The Hagens, nominated by Manitoba Beef Producers, have 320 cows and 320 yearlings managed on 3,200 acres of native grassland. They employ year-round grazing, accomplished with a system of cross fencing, which also allows growth of diverse grass species. Regular soil tests and attention to biodiversity are part of their focus.
Deer Creek Ranch, nominated by Alberta Beef Producers, is in sensitive badland and riparian landscape and was purchased by the four principles nine years ago. It runs 1,200 cows and 400 yearlings on dry mixed grassland. The ranch grows all its own feed under zero tillage and aims for ever-healthier grasslands with higher carrying capacity.
The Seelhof family, nominated by the B.C. Cattlemen’s Association, has a 500-head cow-calf operation on a 2,100-acre ranch, with access to 80,000 acres of crown land grazing.
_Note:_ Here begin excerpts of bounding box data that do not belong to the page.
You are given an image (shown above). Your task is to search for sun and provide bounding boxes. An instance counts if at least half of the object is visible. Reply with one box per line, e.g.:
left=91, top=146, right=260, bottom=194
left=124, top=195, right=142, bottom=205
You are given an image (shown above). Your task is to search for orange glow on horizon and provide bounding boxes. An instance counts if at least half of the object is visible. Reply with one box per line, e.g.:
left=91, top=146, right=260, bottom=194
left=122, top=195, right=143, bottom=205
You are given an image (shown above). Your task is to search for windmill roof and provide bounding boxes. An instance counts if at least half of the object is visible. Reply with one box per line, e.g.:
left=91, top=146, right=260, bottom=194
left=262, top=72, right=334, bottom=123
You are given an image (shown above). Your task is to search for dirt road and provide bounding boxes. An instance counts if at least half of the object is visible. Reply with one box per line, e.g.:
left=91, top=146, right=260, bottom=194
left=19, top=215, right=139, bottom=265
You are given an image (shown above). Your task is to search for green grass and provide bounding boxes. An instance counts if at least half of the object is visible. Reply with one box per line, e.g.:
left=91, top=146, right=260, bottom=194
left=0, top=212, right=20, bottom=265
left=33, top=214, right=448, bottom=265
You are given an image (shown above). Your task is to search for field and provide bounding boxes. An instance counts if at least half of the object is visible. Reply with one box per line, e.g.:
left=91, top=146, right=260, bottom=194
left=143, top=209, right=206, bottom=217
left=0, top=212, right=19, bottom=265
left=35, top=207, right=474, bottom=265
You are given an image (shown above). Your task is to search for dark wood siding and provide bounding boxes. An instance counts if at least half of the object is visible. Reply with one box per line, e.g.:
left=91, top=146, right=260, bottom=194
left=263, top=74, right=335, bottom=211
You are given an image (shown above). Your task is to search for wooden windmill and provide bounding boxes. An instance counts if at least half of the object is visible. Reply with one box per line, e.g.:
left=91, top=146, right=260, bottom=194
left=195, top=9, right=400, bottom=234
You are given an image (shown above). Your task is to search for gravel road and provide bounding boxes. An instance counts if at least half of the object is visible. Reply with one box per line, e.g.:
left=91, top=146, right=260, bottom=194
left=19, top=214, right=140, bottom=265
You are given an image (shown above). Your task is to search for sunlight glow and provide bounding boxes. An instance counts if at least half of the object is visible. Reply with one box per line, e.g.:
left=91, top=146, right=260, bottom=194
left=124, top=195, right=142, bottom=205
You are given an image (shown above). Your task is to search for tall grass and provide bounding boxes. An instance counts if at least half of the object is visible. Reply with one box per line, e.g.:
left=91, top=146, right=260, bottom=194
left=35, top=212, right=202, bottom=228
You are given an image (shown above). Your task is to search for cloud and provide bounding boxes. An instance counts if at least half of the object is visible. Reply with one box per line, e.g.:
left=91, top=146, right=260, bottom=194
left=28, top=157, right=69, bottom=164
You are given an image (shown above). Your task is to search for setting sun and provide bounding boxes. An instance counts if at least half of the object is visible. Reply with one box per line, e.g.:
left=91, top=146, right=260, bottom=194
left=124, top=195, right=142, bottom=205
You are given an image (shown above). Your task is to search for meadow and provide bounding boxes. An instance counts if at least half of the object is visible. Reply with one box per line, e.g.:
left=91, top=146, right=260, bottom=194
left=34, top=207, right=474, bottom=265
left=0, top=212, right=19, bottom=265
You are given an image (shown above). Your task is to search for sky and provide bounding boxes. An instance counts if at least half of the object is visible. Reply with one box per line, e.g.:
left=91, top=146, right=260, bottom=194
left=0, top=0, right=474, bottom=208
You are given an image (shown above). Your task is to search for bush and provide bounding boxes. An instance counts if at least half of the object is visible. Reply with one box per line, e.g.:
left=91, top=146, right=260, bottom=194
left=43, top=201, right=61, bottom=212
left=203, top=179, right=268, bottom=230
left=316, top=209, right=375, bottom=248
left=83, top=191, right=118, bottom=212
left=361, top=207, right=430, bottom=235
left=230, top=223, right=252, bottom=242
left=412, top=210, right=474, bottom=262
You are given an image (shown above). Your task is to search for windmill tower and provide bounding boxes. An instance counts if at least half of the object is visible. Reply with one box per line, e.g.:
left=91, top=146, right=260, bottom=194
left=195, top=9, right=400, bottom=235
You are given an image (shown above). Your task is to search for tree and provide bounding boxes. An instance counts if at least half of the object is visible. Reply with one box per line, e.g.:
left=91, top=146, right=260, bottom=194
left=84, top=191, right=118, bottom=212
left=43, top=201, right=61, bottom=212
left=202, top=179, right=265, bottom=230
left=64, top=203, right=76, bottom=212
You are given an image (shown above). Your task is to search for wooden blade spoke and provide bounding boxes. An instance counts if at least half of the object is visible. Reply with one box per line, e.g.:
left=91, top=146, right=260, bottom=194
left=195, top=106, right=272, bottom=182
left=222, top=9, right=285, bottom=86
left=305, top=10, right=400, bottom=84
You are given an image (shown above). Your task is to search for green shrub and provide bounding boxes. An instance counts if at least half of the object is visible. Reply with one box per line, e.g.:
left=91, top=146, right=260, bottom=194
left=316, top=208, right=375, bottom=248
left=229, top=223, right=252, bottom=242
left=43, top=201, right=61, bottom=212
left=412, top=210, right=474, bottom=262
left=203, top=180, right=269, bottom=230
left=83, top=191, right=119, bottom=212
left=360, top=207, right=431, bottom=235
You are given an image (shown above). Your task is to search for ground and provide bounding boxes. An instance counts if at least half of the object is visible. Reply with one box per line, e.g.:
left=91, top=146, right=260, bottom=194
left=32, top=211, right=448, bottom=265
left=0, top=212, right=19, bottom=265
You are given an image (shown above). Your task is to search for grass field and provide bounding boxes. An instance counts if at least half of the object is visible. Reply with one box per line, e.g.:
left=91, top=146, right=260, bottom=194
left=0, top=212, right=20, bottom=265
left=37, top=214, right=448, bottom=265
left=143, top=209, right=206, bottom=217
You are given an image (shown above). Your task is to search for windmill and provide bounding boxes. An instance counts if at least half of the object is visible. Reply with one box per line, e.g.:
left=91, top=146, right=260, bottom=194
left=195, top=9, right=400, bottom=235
They focus on protecting waterways by fencing them off from cattle and instead using off-stream watering facilities, among other efforts toward riparian protection.
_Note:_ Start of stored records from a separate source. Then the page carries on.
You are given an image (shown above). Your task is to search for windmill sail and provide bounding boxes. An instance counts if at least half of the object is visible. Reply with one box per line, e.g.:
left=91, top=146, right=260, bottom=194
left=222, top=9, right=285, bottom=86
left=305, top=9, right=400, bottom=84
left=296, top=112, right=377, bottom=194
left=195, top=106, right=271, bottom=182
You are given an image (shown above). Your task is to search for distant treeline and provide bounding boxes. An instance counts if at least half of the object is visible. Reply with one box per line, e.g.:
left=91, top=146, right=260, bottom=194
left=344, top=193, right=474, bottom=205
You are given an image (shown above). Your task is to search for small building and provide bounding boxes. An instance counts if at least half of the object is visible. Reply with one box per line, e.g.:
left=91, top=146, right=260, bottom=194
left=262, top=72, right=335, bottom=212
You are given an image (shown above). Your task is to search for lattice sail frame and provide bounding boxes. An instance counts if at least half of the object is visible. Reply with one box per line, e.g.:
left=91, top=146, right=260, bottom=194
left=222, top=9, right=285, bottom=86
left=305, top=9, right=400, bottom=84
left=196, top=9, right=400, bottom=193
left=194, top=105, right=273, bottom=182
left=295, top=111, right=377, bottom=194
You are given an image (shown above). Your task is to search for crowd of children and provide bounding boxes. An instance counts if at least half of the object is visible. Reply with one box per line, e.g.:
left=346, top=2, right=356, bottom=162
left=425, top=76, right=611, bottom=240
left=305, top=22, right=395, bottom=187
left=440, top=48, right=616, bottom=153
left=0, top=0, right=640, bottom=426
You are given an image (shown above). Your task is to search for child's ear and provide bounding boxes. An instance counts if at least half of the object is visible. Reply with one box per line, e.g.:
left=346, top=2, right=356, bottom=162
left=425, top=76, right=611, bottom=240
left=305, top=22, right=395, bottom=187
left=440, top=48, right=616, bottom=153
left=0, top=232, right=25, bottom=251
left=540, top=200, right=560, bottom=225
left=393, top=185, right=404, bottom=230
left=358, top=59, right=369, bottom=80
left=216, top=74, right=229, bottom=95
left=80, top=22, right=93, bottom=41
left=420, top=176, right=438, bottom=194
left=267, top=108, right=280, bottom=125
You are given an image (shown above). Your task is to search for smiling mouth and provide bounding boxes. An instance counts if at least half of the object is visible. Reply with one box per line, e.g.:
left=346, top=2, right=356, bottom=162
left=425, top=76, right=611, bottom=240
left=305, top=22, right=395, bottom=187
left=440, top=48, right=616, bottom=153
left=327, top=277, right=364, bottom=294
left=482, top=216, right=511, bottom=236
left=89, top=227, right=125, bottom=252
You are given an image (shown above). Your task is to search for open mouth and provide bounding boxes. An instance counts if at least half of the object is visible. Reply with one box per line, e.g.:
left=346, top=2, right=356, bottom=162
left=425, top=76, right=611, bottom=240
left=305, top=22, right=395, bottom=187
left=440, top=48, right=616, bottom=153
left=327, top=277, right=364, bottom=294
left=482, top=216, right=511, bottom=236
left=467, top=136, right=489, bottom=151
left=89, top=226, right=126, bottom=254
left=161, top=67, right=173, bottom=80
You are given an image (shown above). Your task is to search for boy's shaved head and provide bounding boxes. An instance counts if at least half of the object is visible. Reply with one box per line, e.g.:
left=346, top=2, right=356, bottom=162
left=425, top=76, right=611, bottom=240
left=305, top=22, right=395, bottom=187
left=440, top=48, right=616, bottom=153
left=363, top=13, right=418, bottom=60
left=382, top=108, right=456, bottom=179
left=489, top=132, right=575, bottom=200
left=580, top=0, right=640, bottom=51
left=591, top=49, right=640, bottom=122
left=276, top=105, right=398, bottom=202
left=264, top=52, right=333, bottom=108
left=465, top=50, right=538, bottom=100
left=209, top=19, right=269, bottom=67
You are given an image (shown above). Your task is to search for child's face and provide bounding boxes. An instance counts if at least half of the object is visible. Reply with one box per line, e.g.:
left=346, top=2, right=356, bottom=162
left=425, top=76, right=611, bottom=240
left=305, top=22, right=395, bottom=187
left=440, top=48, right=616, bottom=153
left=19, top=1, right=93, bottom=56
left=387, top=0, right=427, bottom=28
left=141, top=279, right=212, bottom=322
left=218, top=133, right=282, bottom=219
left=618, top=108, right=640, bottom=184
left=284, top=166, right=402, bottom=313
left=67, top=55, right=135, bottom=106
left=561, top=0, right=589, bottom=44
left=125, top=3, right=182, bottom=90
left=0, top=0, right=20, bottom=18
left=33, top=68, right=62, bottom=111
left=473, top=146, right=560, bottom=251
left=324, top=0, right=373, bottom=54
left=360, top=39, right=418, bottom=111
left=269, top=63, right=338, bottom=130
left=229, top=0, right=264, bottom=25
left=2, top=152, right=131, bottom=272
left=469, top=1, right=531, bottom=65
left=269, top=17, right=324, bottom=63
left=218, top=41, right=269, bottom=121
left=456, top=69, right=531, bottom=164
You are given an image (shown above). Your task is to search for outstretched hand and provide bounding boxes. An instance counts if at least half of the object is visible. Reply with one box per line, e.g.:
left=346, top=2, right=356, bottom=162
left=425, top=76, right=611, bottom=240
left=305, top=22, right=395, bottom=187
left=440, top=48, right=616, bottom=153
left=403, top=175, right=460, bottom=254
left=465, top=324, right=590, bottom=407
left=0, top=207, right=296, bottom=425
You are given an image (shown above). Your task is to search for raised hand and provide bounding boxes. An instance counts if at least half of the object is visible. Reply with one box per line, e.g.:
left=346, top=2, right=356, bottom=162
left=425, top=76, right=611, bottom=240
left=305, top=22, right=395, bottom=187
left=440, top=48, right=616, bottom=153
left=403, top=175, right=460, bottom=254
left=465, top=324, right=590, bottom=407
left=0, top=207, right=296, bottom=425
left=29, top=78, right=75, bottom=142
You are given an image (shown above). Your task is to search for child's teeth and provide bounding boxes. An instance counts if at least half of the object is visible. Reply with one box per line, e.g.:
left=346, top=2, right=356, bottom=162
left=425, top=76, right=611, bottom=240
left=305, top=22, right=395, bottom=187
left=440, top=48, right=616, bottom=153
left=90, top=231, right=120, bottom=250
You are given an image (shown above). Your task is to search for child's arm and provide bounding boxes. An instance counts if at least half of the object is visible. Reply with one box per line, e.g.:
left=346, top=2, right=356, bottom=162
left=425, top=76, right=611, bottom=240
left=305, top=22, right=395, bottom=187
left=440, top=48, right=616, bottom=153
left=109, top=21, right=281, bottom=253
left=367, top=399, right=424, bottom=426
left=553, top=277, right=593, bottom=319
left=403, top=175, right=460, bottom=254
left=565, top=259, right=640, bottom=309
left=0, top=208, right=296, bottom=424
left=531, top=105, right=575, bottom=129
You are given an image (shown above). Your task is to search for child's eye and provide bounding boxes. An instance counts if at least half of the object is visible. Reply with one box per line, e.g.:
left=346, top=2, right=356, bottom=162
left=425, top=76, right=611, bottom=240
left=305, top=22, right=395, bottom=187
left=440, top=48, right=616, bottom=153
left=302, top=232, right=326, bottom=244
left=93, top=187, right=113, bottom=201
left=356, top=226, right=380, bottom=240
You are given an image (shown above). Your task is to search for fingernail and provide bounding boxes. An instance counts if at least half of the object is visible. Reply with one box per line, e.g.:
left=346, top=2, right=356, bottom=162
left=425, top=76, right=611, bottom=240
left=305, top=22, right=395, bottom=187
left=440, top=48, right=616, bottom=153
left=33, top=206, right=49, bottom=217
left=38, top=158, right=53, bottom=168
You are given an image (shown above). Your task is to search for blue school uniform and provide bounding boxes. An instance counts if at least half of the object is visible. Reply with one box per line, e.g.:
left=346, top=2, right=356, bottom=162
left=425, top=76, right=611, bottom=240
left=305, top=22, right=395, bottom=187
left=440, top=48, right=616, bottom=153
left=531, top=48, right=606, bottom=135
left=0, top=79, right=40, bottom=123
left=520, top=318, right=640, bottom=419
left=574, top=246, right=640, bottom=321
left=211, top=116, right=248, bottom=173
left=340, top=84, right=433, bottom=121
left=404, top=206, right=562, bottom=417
In an online news conference to announce the finalists, each nominee said there is a cost to implement environmental stewardship projects, but the benefits tend to outweigh those costs over time.
Thomas Hagen said fencing of paddocks and creating dugouts for watering were major expenses but the animal use per acre has improved every year.
Smith of the Deer Creek operation said they take a long-term approach.
“We do view it as a long-term investment. It is out-of-pocket money up front, but we have seen some savings.”
The Seelhofs said they’ve been able to use programs from the department of fisheries and oceans and from the forest board, which has helped them implement various environmental projects. Even so, they require considerable work and time.